That is undoubtedly a difficulty. None of us can unknow something that we know, so if in the course of proceedings before the sheriff an employer has been involved and has discovered something, it will be there in the employer’s mind. If the person is then unsuccessful, it is difficult to prove conclusively that the reason for their lack of success was the fact that the employer did not truly disregard the piece of information that he or she had come across.

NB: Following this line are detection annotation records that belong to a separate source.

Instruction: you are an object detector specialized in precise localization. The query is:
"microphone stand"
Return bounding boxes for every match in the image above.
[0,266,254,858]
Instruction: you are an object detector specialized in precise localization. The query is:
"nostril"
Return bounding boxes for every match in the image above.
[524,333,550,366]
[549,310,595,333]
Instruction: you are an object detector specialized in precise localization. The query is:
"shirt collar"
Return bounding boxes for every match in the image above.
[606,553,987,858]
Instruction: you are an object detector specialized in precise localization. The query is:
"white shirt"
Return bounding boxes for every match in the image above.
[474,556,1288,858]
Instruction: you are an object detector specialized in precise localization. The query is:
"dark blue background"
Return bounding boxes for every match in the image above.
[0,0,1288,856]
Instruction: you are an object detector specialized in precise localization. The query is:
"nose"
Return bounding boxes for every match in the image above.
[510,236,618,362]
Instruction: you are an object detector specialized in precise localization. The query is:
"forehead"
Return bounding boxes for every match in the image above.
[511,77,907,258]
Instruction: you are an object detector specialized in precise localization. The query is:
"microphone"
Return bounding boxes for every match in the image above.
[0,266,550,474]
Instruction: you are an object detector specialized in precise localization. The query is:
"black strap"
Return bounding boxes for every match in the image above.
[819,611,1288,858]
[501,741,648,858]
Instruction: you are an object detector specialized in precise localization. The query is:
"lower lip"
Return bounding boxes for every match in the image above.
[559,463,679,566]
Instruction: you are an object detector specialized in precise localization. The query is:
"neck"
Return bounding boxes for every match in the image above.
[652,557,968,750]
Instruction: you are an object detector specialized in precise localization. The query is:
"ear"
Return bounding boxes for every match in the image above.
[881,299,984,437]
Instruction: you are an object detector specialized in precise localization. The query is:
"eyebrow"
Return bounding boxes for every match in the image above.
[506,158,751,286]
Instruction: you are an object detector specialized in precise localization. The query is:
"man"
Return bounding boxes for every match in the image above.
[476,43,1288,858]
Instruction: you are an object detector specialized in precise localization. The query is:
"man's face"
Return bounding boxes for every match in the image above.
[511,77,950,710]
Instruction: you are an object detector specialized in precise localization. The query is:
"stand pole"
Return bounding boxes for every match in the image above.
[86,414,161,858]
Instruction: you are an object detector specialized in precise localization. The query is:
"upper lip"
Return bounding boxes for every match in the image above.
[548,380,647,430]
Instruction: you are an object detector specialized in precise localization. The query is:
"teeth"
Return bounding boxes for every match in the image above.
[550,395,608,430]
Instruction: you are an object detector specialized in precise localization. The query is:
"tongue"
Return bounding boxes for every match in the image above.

I wondered when I was preparing for today’s meeting whether an applicant in that situation would take the view that the risk was too great and just would not involve the employer at all. I suppose that that creates a different problem for the applicant, which is that it might be difficult to satisfy the sheriff that the information about the conviction is not relevant without any input from the person who can best describe what the duties of the post will involve. At least in theory, one can imagine the application to the sheriff, and the hearing on that application, taking place without the involvement of the employer, because the risk that Stewart Stevenson describes is a real one. In both scenarios that he described—where the employer discovers something quite specific to which he finds he cannot close his mind and where there is a smell-a-rat problem—I wonder whether there could be difficulties even if the application is conducted without involving the employer, because it would take a bit longer.
I am not sure about that because, having just been through disclosure myself, I know that it takes about six weeks. One can imagine a circumstance in which, because a person has elected to go to the sheriff, the process takes longer and the employer smells a rat because of that simple fact. Six weeks is quite a long time and things get delayed in the post and so on, and I suppose that one could finesse it, but the sheriff court will be required to progress that type of application with great expedition.